Ton van 't Hof's Blog: Ton van ’t Hof, page 21
January 18, 2025
18.01.2025
Het kostte me moeite om Ali Smiths Herfst uit te lezen: ik vind het niet veel soeps. Een leuterboek. Roman van niks. Waanwijsheden over kunst, ongeloofwaardige dialogen tussen een kind en een oudere man, paginalange dromen die niets dan ergernis toevoegen. In tegenstelling tot wat de achterflap de argeloze lezer wil doen geloven, stemt dit boek, dat godbetert ook nog een nominatie voor de Man Booker Prize ontving, niet “tot nadenken over onze moderne tijd” en is geen “inspirerende ideeënroman over een innige vriendschap”, a contrario. Er wordt maar wat aan gerommeld. Eén ster voor de moeite.
Ik wilde eerlijk zijn.
Gedroeg me als een woudezel.
“Het is het einde van de dialoog” (Smith, 2018).
Sociale media splijt ons.
January 16, 2025
16.01.2025
Zag anderhalve kilometer slang door weilanden kronkelen: waar drijfmest doorheen werd gepompt, van mestput A naar mestsilo B. Uit nood geboren, naar ik aannam
Een buizerd die met me mee bewoog, op enkele armlengtes afstand, tegen de matige wind in. Uit stoutmoedigheid, naar ik aannam. De fiere blik dwong eerbied bij me af.

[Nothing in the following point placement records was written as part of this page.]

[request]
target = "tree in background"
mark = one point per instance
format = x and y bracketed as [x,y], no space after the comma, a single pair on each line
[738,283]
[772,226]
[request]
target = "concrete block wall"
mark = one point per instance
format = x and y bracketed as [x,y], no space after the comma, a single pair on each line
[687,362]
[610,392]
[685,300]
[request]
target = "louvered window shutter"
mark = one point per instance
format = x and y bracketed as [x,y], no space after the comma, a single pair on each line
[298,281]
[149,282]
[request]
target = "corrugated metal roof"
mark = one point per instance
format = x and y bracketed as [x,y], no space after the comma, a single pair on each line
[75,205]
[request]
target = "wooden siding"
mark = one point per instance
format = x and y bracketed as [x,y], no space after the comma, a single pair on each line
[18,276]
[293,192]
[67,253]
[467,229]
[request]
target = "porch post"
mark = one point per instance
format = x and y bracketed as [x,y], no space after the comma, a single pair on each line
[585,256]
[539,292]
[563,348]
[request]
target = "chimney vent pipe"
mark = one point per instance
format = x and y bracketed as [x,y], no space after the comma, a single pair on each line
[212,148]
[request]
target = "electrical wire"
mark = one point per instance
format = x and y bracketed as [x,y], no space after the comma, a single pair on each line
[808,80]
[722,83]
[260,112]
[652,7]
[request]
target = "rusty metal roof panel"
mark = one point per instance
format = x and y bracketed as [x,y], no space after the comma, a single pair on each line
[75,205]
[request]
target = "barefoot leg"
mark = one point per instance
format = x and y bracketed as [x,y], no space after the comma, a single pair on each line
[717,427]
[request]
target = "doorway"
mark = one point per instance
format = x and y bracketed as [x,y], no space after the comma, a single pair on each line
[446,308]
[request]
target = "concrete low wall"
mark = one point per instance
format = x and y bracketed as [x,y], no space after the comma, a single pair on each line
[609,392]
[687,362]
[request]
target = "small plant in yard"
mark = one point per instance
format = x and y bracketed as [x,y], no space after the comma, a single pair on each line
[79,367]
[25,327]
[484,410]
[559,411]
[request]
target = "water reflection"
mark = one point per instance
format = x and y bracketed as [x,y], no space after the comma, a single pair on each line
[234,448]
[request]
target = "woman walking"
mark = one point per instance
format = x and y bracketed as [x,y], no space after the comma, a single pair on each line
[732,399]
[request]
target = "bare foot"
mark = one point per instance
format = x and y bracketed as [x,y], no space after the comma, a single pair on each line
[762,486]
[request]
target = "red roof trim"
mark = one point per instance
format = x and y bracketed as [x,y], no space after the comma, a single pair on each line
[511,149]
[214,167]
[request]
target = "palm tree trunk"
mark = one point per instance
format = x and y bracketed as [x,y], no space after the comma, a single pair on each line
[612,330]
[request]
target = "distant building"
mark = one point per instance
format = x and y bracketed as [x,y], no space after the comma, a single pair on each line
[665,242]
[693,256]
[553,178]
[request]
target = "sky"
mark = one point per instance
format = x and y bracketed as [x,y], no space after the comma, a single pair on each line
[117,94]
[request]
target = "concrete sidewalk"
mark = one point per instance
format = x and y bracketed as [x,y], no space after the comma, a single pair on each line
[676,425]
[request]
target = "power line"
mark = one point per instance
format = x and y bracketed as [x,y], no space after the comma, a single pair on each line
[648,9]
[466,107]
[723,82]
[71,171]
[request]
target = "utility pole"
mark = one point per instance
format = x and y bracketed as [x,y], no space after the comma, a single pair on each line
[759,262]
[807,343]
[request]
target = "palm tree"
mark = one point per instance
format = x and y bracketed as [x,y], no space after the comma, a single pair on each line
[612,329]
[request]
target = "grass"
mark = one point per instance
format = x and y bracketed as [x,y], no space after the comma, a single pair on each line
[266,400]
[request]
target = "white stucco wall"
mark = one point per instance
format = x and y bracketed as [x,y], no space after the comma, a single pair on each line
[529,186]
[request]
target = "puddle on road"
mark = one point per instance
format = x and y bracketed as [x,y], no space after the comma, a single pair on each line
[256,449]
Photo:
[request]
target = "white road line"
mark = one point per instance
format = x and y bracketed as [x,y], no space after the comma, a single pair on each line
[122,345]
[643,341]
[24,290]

Vroeg me tijdens de wandeling ook nog af of George Oppen (1908-1984) en John Ashbery (1927-2017) elkanders werk kenden. Oppen won voor Of Being Numerous in 1969 de Pulitzerprijs, en Ashbery voor Self-portrait in a Convex Mirror in 1975. Je zou zeggen van wel. Ik heb er nooit iets over gelezen. Hun gedichten verschillen hemelsbreed. De rationele Oppen versus de irrationele Ashbery. Wat uiteraard een simplificatie is. Evenals de tegenoverstelling: modernistische Oppen – postmodernistische Ashbery. Afijn, van hun beider poëzie houd ik evenveel. (Wat zegt dat over mij?) Zij zijn mijn poëzie-idolen.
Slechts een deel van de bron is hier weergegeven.